Siamo sicuri che Maria di Nazaret oggi si sbraccerebbe per rivendicare il diritto per sé e i suoi seguaci di partecipare ad una trasmissione televisiva molto seguita dal pubblico al fine di manifestare pro-life accanto ad altri che per ipotesi manifestino pro-morte, o non si rivolgerebbe a noi per esortarci a non fare inutili chiassate e ad utilizzare i mezzi e gli spazi che abbiamo per esprimere le nostre convinzioni e proporre il nostro modello di comportamento e di vita? Perché certi preti e certi laici cattolici, che raramente sulla loro stampa e nelle loro emittenti televisive concedono il diritto di replica persino a taluni loro correligionari dotati di uno scomodo ma santo e ispirato “spirito critico”, in un malinteso diritto “di replica” vogliono parlare a tutti i costi, direttamente o indirettamente, anche da tribune cui non siano stati invitati? Per amore della verità e per rispetto della vita oppure per esibirsi su palcoscenici televisivi che catturano l’attenzione e l’interesse di alcuni milioni di persone? E quei presunti politici cattolici, anche se divorziati, che occupano vanitosamente giorno e notte gli schermi televisivi per esprimere concetti e giudizi politici di assai dubbia rilevanza, perché si indignano se non vengono invitati a partecipare proprio a certe particolari trasmissioni? Per amore del bene comune o per un triviale interesse personale ed elettorale?

Inoltre, certi “comunicatori del sacro”, come vescovi e preti, anche a prescindere dalle loro effettive qualità intellettuali, non dovrebbero badare a predicare Gesù e a servirlo molto più sommessamente di quanto non siano capaci di fare ogni volta che saltano a piè pari su piccoli o grandi prosceni giornalistici e/o televisivi che solo in modo equivoco o distorto possono essere fatti derivare dai dettati evangelici? E’ possibile che i rappresentanti ufficiali del “sacro” debbano pretendere di essere anche rappresentanti della cultura e del pensiero in genere?
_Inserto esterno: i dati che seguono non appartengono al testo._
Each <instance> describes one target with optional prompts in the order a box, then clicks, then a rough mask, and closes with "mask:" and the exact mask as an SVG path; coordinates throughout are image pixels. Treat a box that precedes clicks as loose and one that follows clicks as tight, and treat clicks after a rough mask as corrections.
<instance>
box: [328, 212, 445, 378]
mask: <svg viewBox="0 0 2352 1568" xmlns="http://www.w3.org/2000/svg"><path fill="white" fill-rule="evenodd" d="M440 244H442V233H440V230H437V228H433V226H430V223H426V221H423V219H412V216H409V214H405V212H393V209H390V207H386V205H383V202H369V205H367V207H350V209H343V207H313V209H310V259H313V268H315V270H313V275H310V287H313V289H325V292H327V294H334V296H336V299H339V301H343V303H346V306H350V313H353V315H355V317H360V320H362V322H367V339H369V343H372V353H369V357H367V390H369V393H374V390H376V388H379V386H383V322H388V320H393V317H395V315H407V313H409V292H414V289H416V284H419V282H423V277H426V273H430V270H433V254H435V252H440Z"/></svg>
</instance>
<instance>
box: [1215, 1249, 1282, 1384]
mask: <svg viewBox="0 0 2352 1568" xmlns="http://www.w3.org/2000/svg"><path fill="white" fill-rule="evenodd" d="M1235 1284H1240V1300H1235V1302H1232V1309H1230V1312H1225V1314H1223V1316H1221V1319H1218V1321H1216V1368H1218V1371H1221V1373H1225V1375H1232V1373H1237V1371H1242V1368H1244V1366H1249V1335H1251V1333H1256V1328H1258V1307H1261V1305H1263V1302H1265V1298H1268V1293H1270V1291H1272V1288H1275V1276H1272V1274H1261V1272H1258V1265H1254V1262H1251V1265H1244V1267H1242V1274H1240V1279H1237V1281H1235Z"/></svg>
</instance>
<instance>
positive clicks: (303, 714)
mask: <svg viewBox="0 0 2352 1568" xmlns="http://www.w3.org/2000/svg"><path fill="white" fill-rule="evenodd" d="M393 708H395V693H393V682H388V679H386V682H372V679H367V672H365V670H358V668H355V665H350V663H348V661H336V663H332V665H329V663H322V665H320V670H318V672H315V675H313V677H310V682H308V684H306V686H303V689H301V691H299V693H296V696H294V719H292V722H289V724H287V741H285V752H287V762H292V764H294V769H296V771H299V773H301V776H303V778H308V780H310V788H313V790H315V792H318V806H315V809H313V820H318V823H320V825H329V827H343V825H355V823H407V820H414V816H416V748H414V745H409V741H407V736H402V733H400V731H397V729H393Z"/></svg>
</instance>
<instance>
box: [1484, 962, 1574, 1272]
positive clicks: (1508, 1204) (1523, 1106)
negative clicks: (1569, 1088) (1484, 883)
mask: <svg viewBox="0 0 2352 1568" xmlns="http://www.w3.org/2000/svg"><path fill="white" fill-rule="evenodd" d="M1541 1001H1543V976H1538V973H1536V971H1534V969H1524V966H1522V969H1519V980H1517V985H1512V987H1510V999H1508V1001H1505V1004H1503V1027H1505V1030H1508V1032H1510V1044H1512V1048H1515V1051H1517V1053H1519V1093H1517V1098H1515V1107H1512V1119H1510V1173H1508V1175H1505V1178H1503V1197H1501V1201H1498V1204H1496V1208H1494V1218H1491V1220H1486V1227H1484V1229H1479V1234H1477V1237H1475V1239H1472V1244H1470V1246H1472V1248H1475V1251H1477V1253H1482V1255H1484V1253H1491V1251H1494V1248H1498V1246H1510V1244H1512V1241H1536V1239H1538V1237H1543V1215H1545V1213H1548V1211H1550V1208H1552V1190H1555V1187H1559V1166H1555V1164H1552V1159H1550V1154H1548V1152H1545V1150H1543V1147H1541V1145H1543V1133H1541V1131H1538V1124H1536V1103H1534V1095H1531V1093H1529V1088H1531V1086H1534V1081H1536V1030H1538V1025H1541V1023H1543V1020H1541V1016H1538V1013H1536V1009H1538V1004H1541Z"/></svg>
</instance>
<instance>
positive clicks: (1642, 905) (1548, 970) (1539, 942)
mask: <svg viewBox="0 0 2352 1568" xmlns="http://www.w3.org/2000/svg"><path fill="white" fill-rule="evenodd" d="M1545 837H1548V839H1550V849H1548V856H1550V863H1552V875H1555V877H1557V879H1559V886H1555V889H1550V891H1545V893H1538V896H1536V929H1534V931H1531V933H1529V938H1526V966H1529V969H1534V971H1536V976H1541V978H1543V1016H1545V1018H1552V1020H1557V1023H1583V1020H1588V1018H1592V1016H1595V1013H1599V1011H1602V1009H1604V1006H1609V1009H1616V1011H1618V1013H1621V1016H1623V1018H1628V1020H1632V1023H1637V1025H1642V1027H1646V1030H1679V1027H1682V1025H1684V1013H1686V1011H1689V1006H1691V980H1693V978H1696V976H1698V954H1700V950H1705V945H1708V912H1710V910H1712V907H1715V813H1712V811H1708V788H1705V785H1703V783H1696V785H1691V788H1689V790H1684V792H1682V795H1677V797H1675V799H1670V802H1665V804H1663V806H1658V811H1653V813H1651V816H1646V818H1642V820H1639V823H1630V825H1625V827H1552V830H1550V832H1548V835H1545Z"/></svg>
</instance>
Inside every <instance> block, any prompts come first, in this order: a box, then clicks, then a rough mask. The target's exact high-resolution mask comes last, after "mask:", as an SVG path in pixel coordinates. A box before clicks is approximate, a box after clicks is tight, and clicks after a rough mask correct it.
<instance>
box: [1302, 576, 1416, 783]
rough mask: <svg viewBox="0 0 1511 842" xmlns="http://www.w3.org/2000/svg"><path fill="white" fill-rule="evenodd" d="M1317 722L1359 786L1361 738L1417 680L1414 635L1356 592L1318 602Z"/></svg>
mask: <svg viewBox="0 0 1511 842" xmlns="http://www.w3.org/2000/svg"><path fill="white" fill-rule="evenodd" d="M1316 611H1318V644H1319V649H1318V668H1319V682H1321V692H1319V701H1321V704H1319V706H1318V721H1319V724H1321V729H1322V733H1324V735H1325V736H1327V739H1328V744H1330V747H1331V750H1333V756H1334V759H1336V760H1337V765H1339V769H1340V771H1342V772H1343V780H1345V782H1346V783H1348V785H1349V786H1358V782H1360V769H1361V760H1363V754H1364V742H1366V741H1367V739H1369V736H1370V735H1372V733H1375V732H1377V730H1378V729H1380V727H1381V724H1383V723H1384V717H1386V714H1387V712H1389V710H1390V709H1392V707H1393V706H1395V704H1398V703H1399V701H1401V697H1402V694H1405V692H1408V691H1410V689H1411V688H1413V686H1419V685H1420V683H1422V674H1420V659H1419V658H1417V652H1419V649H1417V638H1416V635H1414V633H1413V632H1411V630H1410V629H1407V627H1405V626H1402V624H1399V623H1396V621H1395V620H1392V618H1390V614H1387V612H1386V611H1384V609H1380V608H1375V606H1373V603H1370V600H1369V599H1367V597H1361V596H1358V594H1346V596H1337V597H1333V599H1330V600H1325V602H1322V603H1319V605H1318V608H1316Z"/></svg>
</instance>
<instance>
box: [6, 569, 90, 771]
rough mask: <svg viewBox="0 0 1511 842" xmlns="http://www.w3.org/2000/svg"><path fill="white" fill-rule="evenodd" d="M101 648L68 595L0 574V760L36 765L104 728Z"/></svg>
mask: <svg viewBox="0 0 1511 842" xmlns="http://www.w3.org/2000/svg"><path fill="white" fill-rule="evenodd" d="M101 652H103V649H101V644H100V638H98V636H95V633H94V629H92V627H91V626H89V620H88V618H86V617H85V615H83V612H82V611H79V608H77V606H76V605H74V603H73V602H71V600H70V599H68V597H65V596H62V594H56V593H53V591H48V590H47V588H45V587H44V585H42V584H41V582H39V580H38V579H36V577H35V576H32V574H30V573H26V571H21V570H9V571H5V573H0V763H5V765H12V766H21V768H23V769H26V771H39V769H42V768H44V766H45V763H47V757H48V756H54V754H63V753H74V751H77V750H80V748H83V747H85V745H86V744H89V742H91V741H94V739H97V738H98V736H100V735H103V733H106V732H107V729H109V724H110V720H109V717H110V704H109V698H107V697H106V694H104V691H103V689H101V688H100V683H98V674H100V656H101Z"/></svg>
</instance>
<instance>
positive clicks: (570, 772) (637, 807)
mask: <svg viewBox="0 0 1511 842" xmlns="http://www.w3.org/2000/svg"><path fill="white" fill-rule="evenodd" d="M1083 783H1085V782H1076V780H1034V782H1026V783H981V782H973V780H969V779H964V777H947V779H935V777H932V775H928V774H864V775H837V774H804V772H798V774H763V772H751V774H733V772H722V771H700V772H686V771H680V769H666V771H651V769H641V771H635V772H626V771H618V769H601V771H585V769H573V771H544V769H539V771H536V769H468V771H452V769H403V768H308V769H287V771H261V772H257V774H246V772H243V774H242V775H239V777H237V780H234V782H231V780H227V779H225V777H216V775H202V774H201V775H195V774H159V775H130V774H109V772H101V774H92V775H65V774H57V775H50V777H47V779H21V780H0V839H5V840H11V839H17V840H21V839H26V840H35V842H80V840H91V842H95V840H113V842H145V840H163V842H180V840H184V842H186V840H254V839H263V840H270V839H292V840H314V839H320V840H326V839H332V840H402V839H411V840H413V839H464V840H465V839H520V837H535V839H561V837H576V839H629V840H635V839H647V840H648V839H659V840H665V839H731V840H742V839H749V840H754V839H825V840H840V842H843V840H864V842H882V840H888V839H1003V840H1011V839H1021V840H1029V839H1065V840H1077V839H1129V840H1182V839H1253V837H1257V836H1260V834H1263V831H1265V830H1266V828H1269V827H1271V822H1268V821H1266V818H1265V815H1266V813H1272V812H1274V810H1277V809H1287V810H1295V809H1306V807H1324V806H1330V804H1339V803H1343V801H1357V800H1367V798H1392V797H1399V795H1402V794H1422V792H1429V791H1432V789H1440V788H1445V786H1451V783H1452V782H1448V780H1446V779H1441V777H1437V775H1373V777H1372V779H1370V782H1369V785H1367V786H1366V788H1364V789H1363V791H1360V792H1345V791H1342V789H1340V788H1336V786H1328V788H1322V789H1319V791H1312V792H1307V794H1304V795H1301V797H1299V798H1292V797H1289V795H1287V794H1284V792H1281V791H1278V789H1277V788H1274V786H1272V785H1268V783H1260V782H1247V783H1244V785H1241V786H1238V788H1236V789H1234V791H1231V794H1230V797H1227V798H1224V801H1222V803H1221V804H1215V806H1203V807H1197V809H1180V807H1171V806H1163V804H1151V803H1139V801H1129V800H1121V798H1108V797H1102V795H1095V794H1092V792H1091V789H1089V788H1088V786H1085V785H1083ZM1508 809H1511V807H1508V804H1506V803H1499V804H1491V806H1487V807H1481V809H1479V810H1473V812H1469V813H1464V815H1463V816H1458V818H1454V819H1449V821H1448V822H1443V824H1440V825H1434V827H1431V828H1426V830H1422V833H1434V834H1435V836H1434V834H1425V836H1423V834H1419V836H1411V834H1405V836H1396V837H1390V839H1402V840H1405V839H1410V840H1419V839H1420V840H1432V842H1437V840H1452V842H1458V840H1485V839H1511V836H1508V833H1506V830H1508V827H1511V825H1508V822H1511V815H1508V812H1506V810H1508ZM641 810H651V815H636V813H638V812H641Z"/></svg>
Semmai, non dovrebbero essere più ospitali e disponibili verso quei laici che forse hanno acquisito una formazione critico-culturale più salda e rigorosa della loro e che, sul piano del sapere in genere, potrebbero servire il  Cristo e la sua Chiesa più efficacemente di quanto non sia dato loro di fare?

Ma poi perché tanti di noi cattolici, cosí agguerriti sui temi della vita e della morte, della bioetica e della sessualità, appaiono generalmente molto più tiepidi sull’evasione fiscale, sull’esistenza di patrimoni ingentissimi di contro a forme ingiustificate e intollerabili di vera e propria miseria alle quali non può farsi certo fronte con atti anche apparentemente lauti di elemosina o di beneficenza, sull’assenza molto diffusa di pratiche solidaristiche non già private ma corposamente comunitarie (parrocchia per parrocchia, diocesi per diocesi prima che “sociali”) e insieme di pratiche meritocratiche che contrastino realmente il proliferare di privilegi sociali, di discriminazioni economiche e di distorsioni produttive più o meno gravi e dannose?                   

Il vangelo di Cristo si deve vivere tutto con intensità non variabile, salvo a non volersene fare testimoni ed interpreti ipocriti ed inattendibili. Che Maria ci preservi dalla tentazione di non voler essere integralmente vicini al Figlio suo divino attraverso astute manovre psicologiche che tendano a rimuovere dalla nostra coscienza di persone sempre soggette al peccato il grido evangelico di povertà radicale. Che Maria illumini e protegga quanti, pur sottoposti alla severa umiliazione quotidiana di non saper essere pienamente riconoscenti né a lei né al Figlio suo benedetto, si assumono la responsabilità di criticare ed ammonire non perché migliori di altri, non per odio o rancore verso propri fratelli e sorelle di fede ma nella certezza spirituale di corrispondere anche cosí alla limpida volontà di nostro Signore Gesù Cristo. Che Maria vergine immacolata aiuti quanti, pur dotati di un cuore molto meno verginale ed immacolato del suo, le offrono cuore e vita senza reticenze e infingimenti e con lei recitano consapevolmente nella liturgia della vita questa preghiera: «O Dio, nostro Padre, suscita in noi la volontà di andare incontro con le buone opere al tuo Cristo che viene, perché egli ci chiami accanto a sé nella gloria a possedere il regno dei cieli. Egli è Dio, e vive e regna».